無題
夏目は放課後の帰り道、ふと立ち止まった。
商店街に漂う甘い香りに引かれ、視線を向けると、小さな和菓子屋の暖簾が揺れている。
「ほととぎす堂」――そう書かれた看板に、思わず目を細めた。
「……昨日の」
思い出すのは、神社で出会った女の子。杜鵑 李灯。
あのときのお供え物も、きっとここで作られたものだろう。
「よし、寄ってみようじゃないか!」
脇からひょいと顔を出したのはニャンコ先生。
ぷりぷりとした体で夏目の足にまとわりつき、尾を揺らす。
「何か甘いものを買え、夏目。お主の財布でな」
「……先生が食べたいだけだろ」
ため息をつきつつ引き戸を開けると、涼やかな鈴の音が響いた。
「いらっしゃいませ」
振り向いた李灯が、ぱっと笑顔を浮かべる。
「……夏目くん!」
「こんにちは。ここ、李灯さんのお店だったんだ」
夏目が少し照れながら言うと、李灯は嬉しそうに頷く。
「そうなの。昨日は神社で助けてもらったから……改めて、ありがとう」
そう言って微笑む彼女の声に、夏目の胸がわずかに熱くなる。
けれどすぐに視線をそらし、店内の棚を見やる。
「えっと……おすすめは?」
「今日は葛饅頭が人気だよ。
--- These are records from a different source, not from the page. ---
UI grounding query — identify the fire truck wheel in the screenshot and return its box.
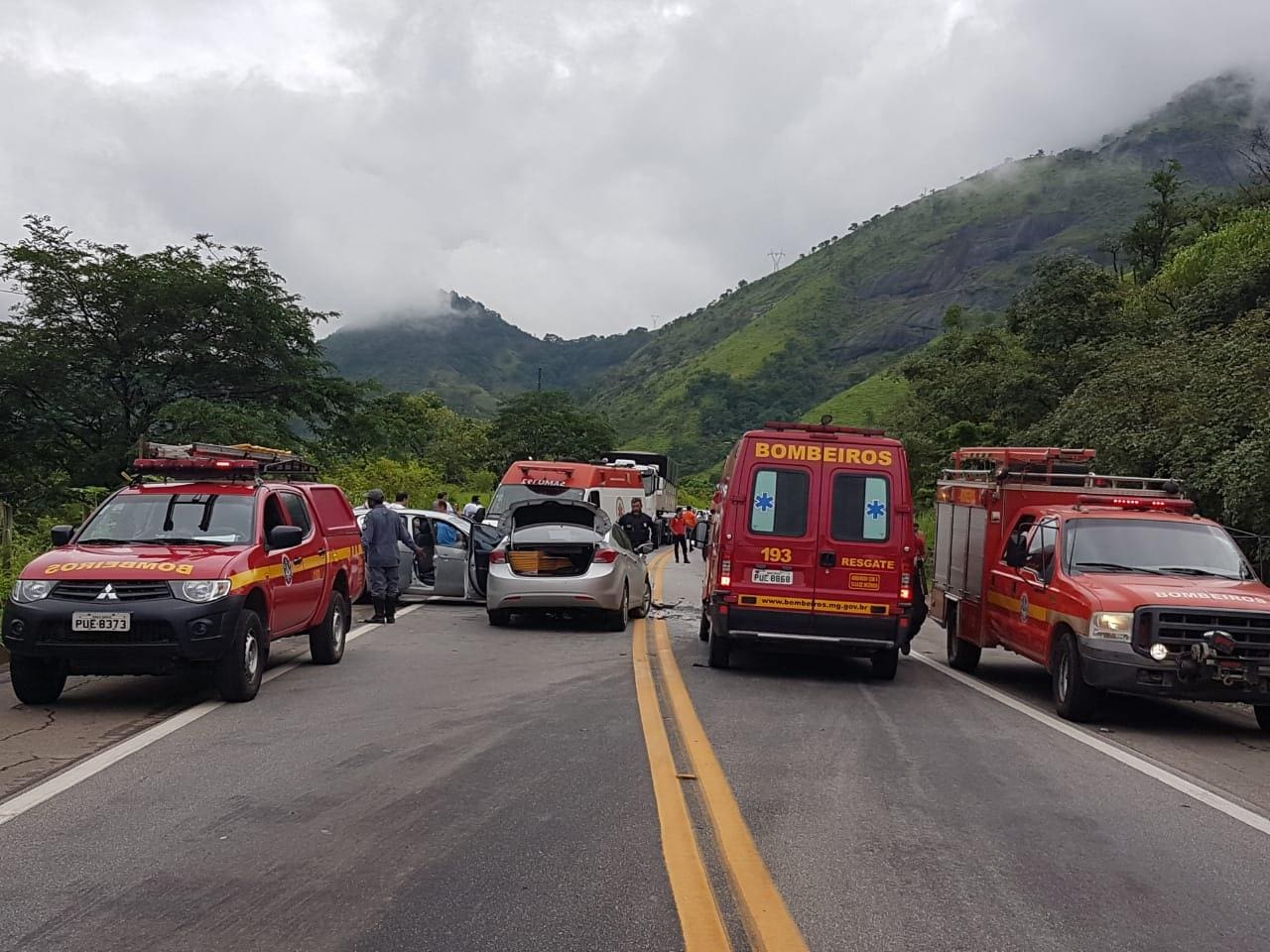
[710,630,731,667]
[869,648,899,680]
[216,608,267,703]
[1252,704,1270,731]
[948,625,983,674]
[309,589,352,663]
[1052,631,1105,721]
[9,654,66,704]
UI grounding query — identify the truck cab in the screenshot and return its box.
[0,443,364,704]
[930,447,1270,729]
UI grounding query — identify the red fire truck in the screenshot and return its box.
[3,443,366,704]
[930,447,1270,730]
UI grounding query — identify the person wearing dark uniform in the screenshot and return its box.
[362,489,419,625]
[617,498,657,548]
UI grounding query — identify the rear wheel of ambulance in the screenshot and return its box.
[869,648,899,680]
[9,654,66,704]
[216,608,267,702]
[309,589,352,663]
[1051,631,1106,721]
ひんやりしていて、夏目くんも好きだと思う」
「ふむ、二つ頼むぞ!」
横から割り込んできたニャンコ先生が、どさっと店の真ん中に座り込む。
「えっ、猫ちゃん……!」
李灯が目を丸くすると、夏目は慌てて言った。
「すみません、この子……いや、この先生が」
「ワタシは客だ! リビ、ひとつ余計に包め!」
「リビ……?」
李灯はきょとんとしたあと、ふふっと笑った。
「先生にまで名前を呼んでもらえるなんて、ちょっと嬉しいな」
紙箱に丁寧に菓子を詰めながら、李灯はにっこりと微笑む。
「夏目くん、また神社に行くの?」
「……うん。あそこは静かで落ち着くから」
短い会話。けれど、不思議と心地よい沈黙が流れる。
「よし、これでワタシと夏目は“常連”だな!」
葛饅頭を抱え込んだ先生がご満悦に言う。
その様子に李灯と夏目は顔を見合わせ、同時にくすっと笑った。
――それはほんの些細な時間。
でも確かに、二人の距離を少しだけ近づけていた。